Sunday, June 29, 2008

  • what has become of my graduating class

    I don't know if the ag department was experimenting on us all that time, or if it's some kind of socio-cultural thing, or if it had to do with the economy or what have you. But there are just too many from the Weiser class of '06 that suffer from a really serious lack of any sort of ambition whatsoever.

    I'm not talking about the bottom third of the class or anything, either. I'm pretty sure Stoltz is still working at the movie theater and probably getting blazed out of his mind at least once a week. Although there are a few of these. (Almost all of the following is hearsay. Nothing I've discovered myself but things told to me by friends. But they are friends I am inclined to believe.) For example. My friend Melissa works at a campground and someone came in the other day to reserve some part of it for a wedding reception some time from now. It was a boy by the name of Brent Fisher, who is apparently getting married and already has a kid. At the age of nineteen. I cannot fathom this.

    An old friend of mine, Amanda Jones, who went from being heavily into rap as a young teenager, to slightly-almost-sorta goth by the end of high school, to a working-class country music girl as of late, just got engaged. At the age of nineteen. She lives with the boy (who is apparently a Mennonite- I really can't fathom that) and they just got a puppy.

    But no, what really gets to me is the fates of some of our best and brightest. Out of a graduating class of slightly over 200, I think four or five opted for an out-of-state school. These are people with not only the intelligence but in some cases the money to attend prestigious schools. And yet they never ventured far from the womb. Millersville, West Chester, Shippensburg, East Stroudsburg, Bloomsburg, Kutztown, Susquehanna. DeSales. We were never close, but I liked Melissa Egan alright. She got an absolute boat-load of scholarships... and went to DeSales. Nothing against her, of course. I'm sure she was thorough in her selection process and was happy with her choice. But I was at DeSales once and it is one of the most depressing places I have ever been. Maybe it was just the day we went, but everything just seemed so terribly bleak. Everything was gray and outside of campus were endless fields of nothing. It just didn't make any sense. That out of this many people, so few of us were really aiming high. I guess Penn State is moderately prestigious and I know it was a lot of people's grand goal in life to go there. But what I didn't understand is why almost no one even applied anywhere they thought was out of their reach, either academically or financially. Even if they wanted to stay in-state, I mean... why not try UPenn? What the hell have you got to lose?!
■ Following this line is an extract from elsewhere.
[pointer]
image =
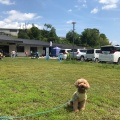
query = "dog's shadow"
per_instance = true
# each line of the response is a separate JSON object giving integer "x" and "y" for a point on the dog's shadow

    And now Annamarie McCormick is engaged too and I really don't know what to think. How can anyone be so sure that a person they've found at nineteen is the person they want to spend the rest of their life with, when they haven't even finished school or experienced a fraction of what the world has to offer? Am I crazy? How can you know what you want when you don't even know who you are yet?

    These people must have a level of self-assurance I may never approach at any point during the remainder of my life. Maybe I'm the one with the wrong idea and my life ambition ought to be an engagement within the next year. Sorry I didn't come to college for my Mrs. degree. I guess I was wrong to assume we were no longer living in the 1950's.

    No offense to anyone who might be nineteen and engaged. But... damn. That's one of those things in life I Just Don't Get.